Com a conclusão do inquérito, na terça-feira (18), a delegada Araci Costa Vargas indiciou o condutor do Camaro por homicídio culposo – quando não há intenção de matar -, com agravantes de embriaguez ao volante, dirigir com a habilitação cassada e omissão de socorro, e por prática de racha.
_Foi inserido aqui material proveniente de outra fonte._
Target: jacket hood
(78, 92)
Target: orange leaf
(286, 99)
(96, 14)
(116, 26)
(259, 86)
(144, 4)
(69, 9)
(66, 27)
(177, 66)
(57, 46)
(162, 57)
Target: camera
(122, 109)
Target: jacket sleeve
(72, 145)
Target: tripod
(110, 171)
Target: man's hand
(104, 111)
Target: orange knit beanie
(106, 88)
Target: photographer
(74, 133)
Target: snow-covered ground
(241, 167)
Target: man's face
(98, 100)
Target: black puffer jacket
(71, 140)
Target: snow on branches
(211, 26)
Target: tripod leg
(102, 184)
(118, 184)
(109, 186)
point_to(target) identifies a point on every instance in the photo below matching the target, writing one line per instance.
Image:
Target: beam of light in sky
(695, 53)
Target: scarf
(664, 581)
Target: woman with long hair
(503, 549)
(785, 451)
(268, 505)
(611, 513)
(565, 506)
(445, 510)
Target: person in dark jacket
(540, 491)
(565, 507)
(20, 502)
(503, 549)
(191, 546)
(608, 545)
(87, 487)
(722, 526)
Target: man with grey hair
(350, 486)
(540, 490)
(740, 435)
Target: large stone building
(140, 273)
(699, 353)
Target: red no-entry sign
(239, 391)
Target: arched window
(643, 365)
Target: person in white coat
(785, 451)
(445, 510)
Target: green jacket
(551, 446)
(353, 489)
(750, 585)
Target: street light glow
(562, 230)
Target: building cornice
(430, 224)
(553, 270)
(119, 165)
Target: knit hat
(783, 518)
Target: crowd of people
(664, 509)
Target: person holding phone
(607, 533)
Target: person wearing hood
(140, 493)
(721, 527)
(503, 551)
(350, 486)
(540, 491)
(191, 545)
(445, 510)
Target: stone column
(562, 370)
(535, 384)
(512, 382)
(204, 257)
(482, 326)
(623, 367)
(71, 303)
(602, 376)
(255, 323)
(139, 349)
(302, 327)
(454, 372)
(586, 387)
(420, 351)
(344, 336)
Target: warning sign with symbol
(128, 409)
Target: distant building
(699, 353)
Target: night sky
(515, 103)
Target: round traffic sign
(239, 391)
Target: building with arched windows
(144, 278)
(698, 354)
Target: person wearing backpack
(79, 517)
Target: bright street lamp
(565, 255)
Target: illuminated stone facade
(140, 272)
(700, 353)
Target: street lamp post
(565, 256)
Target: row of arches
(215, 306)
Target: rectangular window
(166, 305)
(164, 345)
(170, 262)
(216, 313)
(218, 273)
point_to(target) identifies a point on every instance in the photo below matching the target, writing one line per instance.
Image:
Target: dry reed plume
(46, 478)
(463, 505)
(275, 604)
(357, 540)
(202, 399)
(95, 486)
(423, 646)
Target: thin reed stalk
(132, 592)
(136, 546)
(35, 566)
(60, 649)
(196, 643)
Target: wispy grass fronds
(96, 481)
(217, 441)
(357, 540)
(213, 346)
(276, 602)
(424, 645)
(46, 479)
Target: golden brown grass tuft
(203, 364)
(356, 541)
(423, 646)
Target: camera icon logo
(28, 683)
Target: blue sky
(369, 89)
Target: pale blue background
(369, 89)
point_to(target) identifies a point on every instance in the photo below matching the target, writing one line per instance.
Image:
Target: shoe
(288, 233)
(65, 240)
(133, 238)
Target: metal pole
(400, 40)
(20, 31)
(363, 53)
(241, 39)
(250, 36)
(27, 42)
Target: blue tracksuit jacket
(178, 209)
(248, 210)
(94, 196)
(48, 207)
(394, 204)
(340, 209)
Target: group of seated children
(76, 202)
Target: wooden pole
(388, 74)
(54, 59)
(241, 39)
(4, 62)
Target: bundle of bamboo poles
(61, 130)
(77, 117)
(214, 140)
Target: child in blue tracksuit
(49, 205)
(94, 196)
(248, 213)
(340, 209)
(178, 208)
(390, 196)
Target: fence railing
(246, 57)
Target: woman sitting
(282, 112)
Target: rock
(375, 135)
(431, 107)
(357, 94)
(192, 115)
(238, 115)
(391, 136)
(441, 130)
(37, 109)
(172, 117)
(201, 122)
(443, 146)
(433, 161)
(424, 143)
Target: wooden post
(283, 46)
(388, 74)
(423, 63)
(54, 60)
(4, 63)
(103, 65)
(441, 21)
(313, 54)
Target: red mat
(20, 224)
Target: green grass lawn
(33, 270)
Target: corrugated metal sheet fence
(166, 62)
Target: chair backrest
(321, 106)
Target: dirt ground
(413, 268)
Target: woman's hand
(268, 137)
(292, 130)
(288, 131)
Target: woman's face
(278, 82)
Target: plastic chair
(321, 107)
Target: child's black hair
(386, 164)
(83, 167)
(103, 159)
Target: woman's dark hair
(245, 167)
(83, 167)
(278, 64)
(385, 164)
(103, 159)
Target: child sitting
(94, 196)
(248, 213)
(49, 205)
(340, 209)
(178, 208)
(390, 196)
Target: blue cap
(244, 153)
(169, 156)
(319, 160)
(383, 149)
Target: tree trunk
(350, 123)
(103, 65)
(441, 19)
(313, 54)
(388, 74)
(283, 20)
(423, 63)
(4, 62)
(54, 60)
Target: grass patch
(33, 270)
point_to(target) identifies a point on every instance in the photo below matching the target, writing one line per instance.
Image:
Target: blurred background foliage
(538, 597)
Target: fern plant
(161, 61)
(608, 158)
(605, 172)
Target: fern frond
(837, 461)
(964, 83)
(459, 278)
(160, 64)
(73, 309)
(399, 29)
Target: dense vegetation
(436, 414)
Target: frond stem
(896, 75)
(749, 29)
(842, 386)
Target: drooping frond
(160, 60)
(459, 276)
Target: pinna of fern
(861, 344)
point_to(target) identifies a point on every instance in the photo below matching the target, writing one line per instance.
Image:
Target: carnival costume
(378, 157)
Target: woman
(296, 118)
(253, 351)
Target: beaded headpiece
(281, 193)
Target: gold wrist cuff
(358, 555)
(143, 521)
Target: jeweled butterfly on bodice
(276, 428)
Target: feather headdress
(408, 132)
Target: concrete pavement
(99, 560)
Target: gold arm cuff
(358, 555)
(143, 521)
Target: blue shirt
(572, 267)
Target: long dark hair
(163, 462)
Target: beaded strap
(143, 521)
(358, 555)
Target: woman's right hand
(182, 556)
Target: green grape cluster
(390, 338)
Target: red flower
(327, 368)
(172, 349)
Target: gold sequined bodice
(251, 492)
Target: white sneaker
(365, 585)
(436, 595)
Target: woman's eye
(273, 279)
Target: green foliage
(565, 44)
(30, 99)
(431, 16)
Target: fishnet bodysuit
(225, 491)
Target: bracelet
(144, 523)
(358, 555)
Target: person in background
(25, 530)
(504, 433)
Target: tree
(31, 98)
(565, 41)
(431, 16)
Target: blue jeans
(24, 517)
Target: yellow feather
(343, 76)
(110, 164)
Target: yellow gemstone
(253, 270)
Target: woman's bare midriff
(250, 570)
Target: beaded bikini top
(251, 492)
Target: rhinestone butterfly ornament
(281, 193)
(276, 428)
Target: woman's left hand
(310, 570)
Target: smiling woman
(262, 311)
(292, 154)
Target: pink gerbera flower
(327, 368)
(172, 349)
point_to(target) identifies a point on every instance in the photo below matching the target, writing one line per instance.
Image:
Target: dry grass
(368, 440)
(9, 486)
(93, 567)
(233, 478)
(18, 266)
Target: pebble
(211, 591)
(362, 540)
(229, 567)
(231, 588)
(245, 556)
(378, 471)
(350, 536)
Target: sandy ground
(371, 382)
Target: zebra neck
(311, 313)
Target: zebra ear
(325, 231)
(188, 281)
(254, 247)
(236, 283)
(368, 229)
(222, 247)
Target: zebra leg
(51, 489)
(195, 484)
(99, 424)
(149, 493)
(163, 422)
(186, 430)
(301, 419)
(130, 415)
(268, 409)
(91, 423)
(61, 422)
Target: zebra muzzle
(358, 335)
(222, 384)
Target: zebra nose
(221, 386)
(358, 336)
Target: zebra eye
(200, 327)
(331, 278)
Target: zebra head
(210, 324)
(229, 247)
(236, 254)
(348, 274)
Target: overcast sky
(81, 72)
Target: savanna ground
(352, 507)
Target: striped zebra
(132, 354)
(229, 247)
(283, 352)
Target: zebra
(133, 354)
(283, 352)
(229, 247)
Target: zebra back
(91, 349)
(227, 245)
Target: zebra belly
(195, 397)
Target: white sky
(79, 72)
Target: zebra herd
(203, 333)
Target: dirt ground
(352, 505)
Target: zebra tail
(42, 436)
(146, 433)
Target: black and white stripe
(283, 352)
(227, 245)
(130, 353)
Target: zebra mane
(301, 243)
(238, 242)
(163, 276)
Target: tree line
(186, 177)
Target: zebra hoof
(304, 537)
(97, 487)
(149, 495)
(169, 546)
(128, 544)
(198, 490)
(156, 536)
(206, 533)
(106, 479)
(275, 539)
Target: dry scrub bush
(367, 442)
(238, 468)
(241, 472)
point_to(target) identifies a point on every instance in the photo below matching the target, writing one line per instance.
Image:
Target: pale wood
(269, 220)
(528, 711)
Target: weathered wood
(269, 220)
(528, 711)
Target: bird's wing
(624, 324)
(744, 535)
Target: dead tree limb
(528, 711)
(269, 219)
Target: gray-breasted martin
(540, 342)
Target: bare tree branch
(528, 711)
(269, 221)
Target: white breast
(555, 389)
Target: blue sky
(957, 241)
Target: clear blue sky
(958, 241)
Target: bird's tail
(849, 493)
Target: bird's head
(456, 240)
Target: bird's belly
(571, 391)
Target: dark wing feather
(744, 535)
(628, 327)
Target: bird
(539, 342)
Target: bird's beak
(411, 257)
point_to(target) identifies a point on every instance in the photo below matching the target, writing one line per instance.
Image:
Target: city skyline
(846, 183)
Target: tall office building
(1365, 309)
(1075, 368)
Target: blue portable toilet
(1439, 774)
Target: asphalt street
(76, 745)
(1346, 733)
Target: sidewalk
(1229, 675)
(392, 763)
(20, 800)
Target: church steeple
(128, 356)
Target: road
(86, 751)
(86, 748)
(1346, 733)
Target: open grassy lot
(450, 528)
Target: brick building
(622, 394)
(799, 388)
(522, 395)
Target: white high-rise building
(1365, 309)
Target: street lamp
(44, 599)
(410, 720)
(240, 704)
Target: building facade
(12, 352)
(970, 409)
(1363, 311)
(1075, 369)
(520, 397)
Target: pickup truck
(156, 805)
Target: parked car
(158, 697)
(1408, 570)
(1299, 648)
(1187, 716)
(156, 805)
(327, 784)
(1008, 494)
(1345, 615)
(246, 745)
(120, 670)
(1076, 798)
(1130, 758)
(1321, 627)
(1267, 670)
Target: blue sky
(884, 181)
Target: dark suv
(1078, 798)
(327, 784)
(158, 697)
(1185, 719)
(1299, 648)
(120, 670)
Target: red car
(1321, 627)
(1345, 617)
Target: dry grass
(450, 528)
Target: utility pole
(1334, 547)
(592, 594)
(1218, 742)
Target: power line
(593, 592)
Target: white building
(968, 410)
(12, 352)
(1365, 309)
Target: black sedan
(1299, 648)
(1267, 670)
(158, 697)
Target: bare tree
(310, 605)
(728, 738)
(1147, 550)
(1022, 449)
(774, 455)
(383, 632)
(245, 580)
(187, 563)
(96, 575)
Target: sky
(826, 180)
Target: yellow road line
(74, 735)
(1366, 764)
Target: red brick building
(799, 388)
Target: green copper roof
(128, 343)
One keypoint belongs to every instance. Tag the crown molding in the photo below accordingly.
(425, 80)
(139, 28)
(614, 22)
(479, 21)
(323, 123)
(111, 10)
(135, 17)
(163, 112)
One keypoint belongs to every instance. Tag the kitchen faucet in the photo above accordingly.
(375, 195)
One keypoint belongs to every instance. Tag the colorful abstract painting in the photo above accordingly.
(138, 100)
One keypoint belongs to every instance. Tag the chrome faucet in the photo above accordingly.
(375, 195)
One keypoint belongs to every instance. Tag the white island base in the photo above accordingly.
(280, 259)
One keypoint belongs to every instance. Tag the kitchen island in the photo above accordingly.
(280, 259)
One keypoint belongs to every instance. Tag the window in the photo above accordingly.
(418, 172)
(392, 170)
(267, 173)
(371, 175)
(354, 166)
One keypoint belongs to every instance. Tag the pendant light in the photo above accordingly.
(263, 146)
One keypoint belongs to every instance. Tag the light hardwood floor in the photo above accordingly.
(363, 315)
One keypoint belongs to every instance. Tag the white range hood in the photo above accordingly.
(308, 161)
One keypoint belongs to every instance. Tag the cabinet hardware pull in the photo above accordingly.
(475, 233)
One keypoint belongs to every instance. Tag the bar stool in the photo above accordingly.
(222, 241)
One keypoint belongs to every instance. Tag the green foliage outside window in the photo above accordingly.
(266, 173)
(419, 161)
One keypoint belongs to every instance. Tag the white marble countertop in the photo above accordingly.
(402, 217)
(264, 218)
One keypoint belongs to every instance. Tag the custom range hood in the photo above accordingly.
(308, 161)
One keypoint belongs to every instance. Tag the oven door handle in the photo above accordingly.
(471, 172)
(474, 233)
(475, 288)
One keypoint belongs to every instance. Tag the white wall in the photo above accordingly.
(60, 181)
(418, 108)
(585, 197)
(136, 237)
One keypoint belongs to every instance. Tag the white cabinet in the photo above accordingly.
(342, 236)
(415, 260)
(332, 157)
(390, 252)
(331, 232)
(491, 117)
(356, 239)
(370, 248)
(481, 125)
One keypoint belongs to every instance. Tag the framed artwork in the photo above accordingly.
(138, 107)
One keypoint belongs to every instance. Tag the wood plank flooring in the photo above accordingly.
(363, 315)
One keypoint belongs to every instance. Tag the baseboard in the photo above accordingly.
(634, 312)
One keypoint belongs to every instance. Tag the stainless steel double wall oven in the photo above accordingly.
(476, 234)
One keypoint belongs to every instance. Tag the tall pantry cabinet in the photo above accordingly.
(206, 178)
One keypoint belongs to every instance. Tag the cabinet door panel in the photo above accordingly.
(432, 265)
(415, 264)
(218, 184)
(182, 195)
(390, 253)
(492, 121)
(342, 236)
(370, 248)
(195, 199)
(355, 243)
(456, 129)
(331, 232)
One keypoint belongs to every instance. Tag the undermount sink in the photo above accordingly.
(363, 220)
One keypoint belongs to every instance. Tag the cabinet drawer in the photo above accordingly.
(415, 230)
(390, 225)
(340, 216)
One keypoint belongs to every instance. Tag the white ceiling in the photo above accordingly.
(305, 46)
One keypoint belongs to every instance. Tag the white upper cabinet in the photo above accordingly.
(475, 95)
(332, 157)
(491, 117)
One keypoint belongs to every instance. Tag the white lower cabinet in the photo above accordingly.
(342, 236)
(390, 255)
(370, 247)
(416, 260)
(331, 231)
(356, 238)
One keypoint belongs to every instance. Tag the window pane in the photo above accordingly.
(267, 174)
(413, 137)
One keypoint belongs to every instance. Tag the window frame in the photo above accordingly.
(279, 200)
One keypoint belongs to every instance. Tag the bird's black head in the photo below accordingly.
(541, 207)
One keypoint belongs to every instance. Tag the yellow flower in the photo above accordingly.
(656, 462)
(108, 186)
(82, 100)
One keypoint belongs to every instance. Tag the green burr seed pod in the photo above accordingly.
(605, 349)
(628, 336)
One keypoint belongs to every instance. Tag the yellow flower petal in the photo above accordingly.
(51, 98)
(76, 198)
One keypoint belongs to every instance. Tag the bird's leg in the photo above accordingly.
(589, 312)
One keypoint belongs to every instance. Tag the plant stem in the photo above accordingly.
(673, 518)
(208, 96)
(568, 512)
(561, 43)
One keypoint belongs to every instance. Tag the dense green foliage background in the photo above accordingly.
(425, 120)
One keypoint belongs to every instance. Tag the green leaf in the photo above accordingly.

Em caso de condenação, a pena por homicídio varia de cinco a dez anos e pela prática de racha, de cinco a oito anos de reclusão. O suspeito, que deveria responder aos crimes em liberdade, foi preso em flagrante na noite de terça-feira por tráfico de drogas.
Outras duas pessoas foram indiciadas: uma por suspeita de estar dirigindo o outro carro que supostamente disputava o racha, e outro acusado por falso testemunho.
O Camaro, que tem placas do Paraguai, será entregue para a Receita Federal. Segundo a polícia, ele foi revendido diversas vezes no Brasil – o que é proibido -, por isso está irregular no país. O carro acumula também diversas multas por excesso de velocidade.
OUTRO LADO
A defesa do motorista do Camaro nega qualquer envolvimento dele no acidente e repudia o indiciamento. Quanto à suspeita de tráfico de drogas, o advogado afirma que ele não estava no veículo apreendido com a maconha e foi preso em outro local.
A única ligação, disse, é que o acusado esteve minutos antes na casa onde o carro e a droga foram apreendidos. O advogado adiantou também que vai pedir o relaxamento da prisão.